Henan Shuanghui Investment and Development Co said it had halted operations at one of its subsidiaries while authorities investigate the case, in a statement to the Shenzhen Stock Exchange Wednesday, where it is listed.

In a separate statement dated Wednesday its parent Shuanghui Group expressed a "deep apology for the incident in the unit, which had troubled consumers".

The news follows the 2008 milk scandal in which a chemical was found to have been added to watered-down milk, leading to the deaths of several babies and left thousands sick.

Products marketed under Shuanghui Group's Shineway brand were produced from pigs that were fed clenbuterol, an additive that can speed up muscle building and fat burning to produce leaner pork, the reports said.

The additive, known among farmers as "lean meat powder", is banned in China because if eaten by humans it can lead to dizziness, heart palpitations and profuse sweating, the reports said.

The listed company said its shares were suspended Wednesday until official findings were released "to avoid major impact on the company's stock price".

"If it spreads to other producers, it will send shockwaves across the nation's meat industry, similar to the 2008 milk scandal," Zhao Yong, an industry analyst with Haitong Securities, told the Global Times newspaper on Thursday.

As supermarkets pulled Shineway products from their shelves, the China Meat Association tried play down the possibility that tainted pork was widespread.

"It's only an isolated case and was only found in one Shuanghui company.
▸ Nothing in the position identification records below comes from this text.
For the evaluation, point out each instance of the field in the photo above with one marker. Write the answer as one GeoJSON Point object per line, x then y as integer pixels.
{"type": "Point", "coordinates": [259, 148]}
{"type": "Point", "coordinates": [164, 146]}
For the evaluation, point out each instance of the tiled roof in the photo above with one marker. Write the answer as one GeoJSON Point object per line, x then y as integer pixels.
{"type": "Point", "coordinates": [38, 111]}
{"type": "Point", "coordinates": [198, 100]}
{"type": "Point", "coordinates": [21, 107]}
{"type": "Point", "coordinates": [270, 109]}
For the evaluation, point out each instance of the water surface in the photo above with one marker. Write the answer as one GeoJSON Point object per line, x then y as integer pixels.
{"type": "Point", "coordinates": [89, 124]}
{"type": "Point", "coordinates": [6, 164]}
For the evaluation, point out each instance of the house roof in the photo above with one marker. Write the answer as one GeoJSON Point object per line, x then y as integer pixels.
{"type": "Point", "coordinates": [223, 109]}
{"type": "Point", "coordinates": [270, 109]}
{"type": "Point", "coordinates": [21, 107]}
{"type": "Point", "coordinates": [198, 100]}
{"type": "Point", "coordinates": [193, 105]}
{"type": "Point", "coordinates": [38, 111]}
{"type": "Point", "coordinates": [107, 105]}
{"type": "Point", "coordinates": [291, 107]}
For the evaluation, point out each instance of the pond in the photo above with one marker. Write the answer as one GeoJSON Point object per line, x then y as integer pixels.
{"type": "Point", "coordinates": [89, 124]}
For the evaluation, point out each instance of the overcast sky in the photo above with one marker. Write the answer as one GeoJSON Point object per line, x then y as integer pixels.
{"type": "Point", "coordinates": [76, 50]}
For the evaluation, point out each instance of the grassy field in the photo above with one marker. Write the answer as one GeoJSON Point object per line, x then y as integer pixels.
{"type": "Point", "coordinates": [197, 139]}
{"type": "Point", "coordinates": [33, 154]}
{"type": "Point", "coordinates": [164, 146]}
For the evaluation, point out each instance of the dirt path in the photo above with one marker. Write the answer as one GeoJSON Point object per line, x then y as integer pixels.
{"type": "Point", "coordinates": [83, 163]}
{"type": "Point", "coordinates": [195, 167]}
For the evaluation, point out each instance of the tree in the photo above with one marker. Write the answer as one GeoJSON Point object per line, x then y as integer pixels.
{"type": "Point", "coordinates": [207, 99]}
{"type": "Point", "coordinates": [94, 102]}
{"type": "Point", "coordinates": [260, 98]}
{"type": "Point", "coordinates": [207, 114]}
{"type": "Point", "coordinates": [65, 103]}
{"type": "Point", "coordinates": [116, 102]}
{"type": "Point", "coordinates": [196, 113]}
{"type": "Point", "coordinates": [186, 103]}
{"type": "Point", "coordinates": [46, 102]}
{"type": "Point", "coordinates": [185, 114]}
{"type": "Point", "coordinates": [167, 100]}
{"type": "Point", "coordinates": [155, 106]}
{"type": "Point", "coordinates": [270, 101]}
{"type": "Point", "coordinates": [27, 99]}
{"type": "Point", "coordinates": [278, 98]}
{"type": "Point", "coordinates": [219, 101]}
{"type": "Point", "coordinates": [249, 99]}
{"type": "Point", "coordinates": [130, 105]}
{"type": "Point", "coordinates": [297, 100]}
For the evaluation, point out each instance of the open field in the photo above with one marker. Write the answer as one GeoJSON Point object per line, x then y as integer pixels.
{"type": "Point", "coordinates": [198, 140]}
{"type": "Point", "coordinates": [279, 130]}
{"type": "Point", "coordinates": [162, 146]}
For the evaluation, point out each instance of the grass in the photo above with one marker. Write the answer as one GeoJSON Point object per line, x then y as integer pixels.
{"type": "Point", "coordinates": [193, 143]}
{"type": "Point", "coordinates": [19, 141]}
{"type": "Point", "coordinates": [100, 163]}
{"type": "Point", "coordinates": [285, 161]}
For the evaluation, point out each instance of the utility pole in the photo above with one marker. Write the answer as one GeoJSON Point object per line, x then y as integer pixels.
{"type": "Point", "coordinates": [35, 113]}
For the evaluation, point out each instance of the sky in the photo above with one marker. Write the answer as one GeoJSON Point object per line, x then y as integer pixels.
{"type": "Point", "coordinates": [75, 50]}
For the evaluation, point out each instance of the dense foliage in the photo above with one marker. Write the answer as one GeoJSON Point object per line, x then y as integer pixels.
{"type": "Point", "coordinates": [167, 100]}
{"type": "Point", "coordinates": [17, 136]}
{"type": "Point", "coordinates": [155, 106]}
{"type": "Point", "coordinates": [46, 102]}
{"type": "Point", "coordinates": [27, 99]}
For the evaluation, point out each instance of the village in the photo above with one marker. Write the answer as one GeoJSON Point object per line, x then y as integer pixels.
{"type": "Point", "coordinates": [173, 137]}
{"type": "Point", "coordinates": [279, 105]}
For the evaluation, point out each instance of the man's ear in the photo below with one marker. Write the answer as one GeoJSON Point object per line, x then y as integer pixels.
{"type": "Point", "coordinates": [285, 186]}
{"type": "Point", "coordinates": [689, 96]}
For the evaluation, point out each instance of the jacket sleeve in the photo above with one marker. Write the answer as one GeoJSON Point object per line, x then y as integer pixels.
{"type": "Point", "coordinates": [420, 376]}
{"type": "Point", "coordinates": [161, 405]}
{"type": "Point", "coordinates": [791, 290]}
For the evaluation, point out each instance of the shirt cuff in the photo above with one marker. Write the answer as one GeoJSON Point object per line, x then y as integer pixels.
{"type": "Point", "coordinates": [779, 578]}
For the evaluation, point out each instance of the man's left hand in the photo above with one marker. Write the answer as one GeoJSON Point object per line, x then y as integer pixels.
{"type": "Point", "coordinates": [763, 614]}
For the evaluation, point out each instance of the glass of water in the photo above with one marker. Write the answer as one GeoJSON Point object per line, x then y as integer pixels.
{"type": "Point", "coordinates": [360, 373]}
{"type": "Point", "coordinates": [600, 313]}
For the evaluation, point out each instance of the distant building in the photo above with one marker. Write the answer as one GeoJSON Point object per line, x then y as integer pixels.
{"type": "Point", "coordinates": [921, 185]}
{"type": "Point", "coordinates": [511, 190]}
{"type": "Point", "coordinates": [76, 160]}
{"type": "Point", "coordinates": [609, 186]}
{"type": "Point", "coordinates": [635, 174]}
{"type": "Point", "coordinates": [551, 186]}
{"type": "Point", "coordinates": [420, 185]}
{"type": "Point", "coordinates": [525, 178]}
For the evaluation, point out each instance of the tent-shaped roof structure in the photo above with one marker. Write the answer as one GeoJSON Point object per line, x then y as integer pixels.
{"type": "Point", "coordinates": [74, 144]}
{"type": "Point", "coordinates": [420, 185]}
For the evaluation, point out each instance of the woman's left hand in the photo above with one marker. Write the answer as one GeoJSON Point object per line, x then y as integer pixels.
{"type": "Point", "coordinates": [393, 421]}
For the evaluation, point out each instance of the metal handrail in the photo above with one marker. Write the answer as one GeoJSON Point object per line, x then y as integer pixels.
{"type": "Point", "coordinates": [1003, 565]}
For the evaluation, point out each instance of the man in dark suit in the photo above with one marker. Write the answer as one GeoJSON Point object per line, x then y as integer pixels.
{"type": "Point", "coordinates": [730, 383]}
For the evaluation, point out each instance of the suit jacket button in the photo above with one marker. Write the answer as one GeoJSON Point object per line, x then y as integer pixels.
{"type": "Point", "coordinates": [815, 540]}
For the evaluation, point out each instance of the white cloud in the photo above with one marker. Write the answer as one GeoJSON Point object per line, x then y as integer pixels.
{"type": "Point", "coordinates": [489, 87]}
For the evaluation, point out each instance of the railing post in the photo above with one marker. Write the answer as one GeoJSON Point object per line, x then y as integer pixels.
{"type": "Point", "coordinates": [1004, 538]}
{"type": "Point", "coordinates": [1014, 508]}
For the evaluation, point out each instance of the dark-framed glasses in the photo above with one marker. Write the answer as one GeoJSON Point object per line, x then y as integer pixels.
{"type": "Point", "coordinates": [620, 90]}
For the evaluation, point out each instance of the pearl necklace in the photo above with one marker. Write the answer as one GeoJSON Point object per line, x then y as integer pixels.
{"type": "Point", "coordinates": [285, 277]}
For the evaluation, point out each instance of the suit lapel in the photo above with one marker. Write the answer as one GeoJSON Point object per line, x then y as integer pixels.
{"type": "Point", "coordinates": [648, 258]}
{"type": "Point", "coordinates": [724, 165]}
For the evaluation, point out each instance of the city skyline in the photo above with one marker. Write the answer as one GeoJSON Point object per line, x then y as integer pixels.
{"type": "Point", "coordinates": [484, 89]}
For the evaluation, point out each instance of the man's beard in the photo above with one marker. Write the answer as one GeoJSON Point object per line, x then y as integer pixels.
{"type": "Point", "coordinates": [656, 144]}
It won't bring destructive damage to either the industry or Shuanghui," the industry association's spokesman, He Zhonghua, told the Global Times.

China reported 18 outbreaks of food-related clenbuterol poisoning between 1998 and 2007, according to a report on the Shanghai Food Safety website. One person died and more than 1,700 others fell ill, the website said.

The latest batch of tainted pork products was first reported by state broadcaster China Central Television earlier this week.

China's dairy industry still has yet to fully recover from the loss of trust caused by the 2008 milk scandal where melamine, normally used to make plastics, was added to watered-down milk to make it seem higher in protein.

Twenty-two dairy producers were found to have sold products laced with melamine that killed at least six babies and left nearly 300,000 others ill.